L’exposition de Bérubé se veut un retour à la base, dans « une volonté d’utiliser et de développer des matériaux écologiques », mentionne-t-il. L’artiste travaille actuellement avec le Kamouraska Mycologique — un comité situé à Saint-Pascal, mis en place par la MRC de Kamouraska et misant sur le mycodéveloppement dans une perspective d’innovation — afin de poursuivre ses recherches et ses expérimentations. Autre/Fois est la première présentation publique d’une trilogie : la seconde aura lieu au Musée d’art de Joliette à l’été 2026.

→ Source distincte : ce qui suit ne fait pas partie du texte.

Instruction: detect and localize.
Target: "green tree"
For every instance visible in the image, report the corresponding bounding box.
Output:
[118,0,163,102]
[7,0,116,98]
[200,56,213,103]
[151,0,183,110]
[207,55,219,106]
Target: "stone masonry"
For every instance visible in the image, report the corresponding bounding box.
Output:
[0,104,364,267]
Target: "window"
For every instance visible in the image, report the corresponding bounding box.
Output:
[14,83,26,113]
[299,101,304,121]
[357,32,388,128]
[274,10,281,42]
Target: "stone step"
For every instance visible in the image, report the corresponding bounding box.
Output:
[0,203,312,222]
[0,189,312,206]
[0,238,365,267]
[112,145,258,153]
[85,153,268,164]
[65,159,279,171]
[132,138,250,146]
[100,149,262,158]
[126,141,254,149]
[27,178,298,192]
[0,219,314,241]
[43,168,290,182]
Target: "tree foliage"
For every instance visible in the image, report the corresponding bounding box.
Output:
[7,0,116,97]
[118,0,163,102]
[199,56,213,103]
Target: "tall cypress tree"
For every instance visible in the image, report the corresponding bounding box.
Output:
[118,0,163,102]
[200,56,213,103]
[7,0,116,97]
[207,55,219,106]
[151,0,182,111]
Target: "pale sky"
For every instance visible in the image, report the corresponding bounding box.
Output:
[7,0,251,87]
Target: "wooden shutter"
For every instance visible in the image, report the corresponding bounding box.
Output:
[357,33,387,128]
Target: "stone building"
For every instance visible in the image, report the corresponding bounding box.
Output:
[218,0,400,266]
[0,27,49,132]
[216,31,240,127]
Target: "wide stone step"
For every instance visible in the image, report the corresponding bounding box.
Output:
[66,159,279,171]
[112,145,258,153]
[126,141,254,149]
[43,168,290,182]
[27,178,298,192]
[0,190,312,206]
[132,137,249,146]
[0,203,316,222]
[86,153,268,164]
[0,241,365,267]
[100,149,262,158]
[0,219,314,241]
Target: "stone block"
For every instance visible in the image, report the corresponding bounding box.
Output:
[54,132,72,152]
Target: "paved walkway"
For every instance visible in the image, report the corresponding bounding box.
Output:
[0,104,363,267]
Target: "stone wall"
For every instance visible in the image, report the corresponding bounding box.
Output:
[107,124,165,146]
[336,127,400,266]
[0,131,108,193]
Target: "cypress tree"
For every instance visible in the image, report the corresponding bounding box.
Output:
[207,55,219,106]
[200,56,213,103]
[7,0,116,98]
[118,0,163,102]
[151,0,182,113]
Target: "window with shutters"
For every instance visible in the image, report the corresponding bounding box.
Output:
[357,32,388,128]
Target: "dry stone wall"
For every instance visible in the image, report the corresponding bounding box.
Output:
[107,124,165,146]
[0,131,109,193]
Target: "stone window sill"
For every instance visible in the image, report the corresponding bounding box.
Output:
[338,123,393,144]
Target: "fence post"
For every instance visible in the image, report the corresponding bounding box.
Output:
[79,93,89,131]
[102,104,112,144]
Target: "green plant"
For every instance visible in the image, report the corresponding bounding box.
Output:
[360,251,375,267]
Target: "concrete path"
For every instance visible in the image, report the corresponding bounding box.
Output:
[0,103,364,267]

IA : POUR MIEUX FAIRE RÊVER
Troisième exposition d’une programmation bien remplie, Les roses imaginaires, une coproduction multimédia inédite, visait finalement à commémorer le 350e anniversaire de la fondation de la seigneurie de Kamouraska par l’entremise d’une revisite du célèbre roman d’Anne Hébert prenant place dans ce village. Au cœur de l’exposition se trouvait une œuvre audiovisuelle qui s’appuyait sur l’hypertrucage (aussi appelée deep fake), une technique de synthèse multimédia reposant sur l’intelligence artificielle. Un dispositif expérimental permettait de voir le visage d’Anne Hébert s’animer au rythme des intonations de la comédienne Ève Landry qui lisait les textes de l’autrice.
L’IA a permis de nous faire rêver quelques instants, d’abord en revisitant un chef-d’œuvre de la littérature québécoise, ensuite en floutant doucement les frontières entre réalité et imaginaire, puis entre vérité et fiction. « Nous avons choisi ce que nous voulions vous faire croire », explique le Centre d’art. Il en résulte une œuvre assurément captivante, qui propose des pistes de réflexion et de création sur l’usage futur de l’intelligence artificielle dans le monde des arts.
En parallèle, il est impressionnant de constater que la majorité des personnes impliquées dans la réalisation de ce projet ont un lien, de près ou de loin, avec le territoire : Ève Landry (interprétation) est native de Saint-Pascal, le fondateur de la compagnie de création Carte Blanche et concepteur de cette production, Christian Lapointe, habite Saint-Bruno-de-Kamouraska, et Antoine Létourneau-Berger (trame sonore) vient de la région de Rimouski.
Par le biais de pratiques artistiques contemporaines aux regards contemplatifs et ingénieux, en valsant entre le réel et l’imaginaire, le Centre d’art a donc cherché à rendre le plus grand des hommages à son Kamouraska.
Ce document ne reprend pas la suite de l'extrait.